四人のなかで一番がたいのでかい子供であるが、体が大きいとあそこは小さいという生きた見本であることについてアレクはあえて言及はしなかった。前歯が一本欠けていて、歯を見せて笑うと悪たれ風で愛嬌がある。
「でも寒いよ。うぅ〜っ」
ぶうたれる子分その二、アルロー(9)は、自分の肩を抱いて全身でブルっている。しゃがむ姿はまるで冬場の野猿の子供のようであったが、鼻水を盛大に垂らしているあたり猿の仔よりも弱そうに見える。
「ねー、そこに行っていい?」
子分その三、アニタ(9)がアルローの横ですくっと立ち上がる。こっちも真っ裸である。着替えの服がないから仕方がない。
本当は彼らに寝袋代わりの外套を貸してやりたかったのだが、その唯一といっていい暖かそうな防寒着は、現在板の間で丸くなり震えている子分その四、ルチア(8)の寝床になっているから仕方がない。
放っておくと病気で伏せるルチアの寝床にもぐりこみかねない子分たちを集めて、石竈のまわりに座らせる。
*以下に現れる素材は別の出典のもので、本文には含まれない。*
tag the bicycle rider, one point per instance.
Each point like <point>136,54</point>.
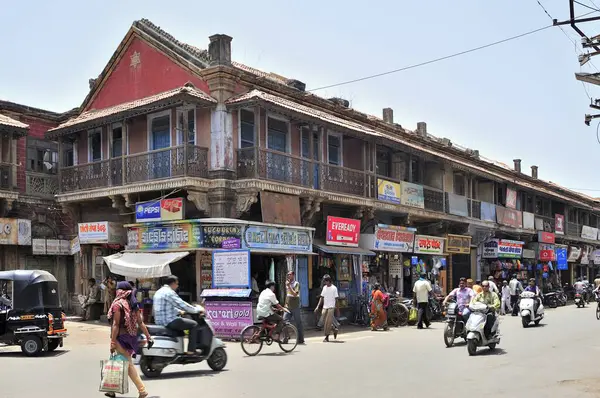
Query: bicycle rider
<point>266,302</point>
わずかに温かみを放ち始めた火に、子供たちの顔から不安げな色が消え去った。
「あったけー」
「指先が痛いよ」
子供たちの様子に、アレクはほっと息をついた。
子供たちの一人が、病気になっている。
咳き込むその様子に、アレクはすぐさま決断した。
気を取り直して「いまからそっち行くぞ!」と宣言して、がさがさと枝を掻き分け近づいて行く。
アレクの接近を察知した子供たちは岩屋から逃げ出そうとしたが、咳き込んだ幼女がしゃがみこんで苦しそうにしだすと、彼らは逃走をあきらめて、なんと『闘う』ことを選択した!
唖然としたのもつかの間。
咳き込んだ幼女の容態を考えると、一刻も早く雨の当たらないところで寝かさなくてはならない。
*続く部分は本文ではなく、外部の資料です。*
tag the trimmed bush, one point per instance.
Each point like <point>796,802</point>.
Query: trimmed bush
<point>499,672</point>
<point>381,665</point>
食料集めのつもりで小刀を持っていなかったアレクではあるが、子供相手などその辺の枝で充分である。子供たちの抵抗を枝で軽々といなして、あっけなく彼らを制圧した。
「痛いよ〜ッ」
「殺さないでよ〜ッ」
泣き出す子供たちをほって置いて、アレクは病気の幼女を抱え上げ、歩き出す。その体は火が噴いたように熱かった。
アレクが歩き出すと、子供たちもその後をついてきた。仲間のことが心配だったのと、この敵が彼らにそれほど害意を持たないことを理解したのだろう。
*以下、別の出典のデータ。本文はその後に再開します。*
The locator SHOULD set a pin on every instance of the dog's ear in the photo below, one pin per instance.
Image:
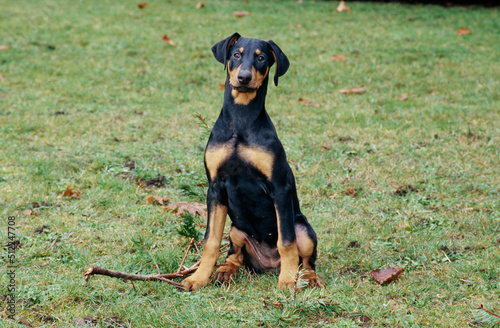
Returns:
(281, 60)
(221, 49)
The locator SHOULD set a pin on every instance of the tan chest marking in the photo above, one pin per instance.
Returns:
(259, 158)
(242, 98)
(214, 157)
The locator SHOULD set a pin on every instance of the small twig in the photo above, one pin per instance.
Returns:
(265, 303)
(135, 290)
(223, 249)
(481, 307)
(196, 246)
(185, 255)
(132, 276)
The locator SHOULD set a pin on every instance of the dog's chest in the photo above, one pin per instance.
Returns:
(217, 156)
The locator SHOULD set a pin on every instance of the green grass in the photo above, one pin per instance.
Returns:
(88, 86)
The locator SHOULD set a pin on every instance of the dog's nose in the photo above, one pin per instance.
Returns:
(244, 77)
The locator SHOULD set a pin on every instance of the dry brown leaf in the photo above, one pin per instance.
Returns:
(70, 192)
(168, 40)
(159, 200)
(342, 7)
(383, 276)
(353, 90)
(338, 57)
(193, 208)
(463, 31)
(27, 212)
(351, 191)
(241, 13)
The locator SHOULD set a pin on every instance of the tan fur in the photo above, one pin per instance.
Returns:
(289, 254)
(244, 98)
(214, 157)
(210, 250)
(234, 261)
(306, 249)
アレクは傭兵団にいた頃の子供社会を思い出して、彼らにわかりやすい今後の枠組みを提唱した。
「お前ら、これからオレの子分な」
「ええ〜ッ!」
不平の声が上がったが、そんなものはお約束である。
力関係がたやすくその上下関係を決定する。この中で強さはアレクが圧倒的なのだから、リーダーになるのは仕方がない。
口をとがらかす子供たちであったが、その顔に生気がよみがえっていたことをアレクは知らなかった。
こうしてのちにお子さま傭兵団『アレク党』の核となる集団が形成されるのだが、むろんこのとき彼らにそのような自覚はなかった。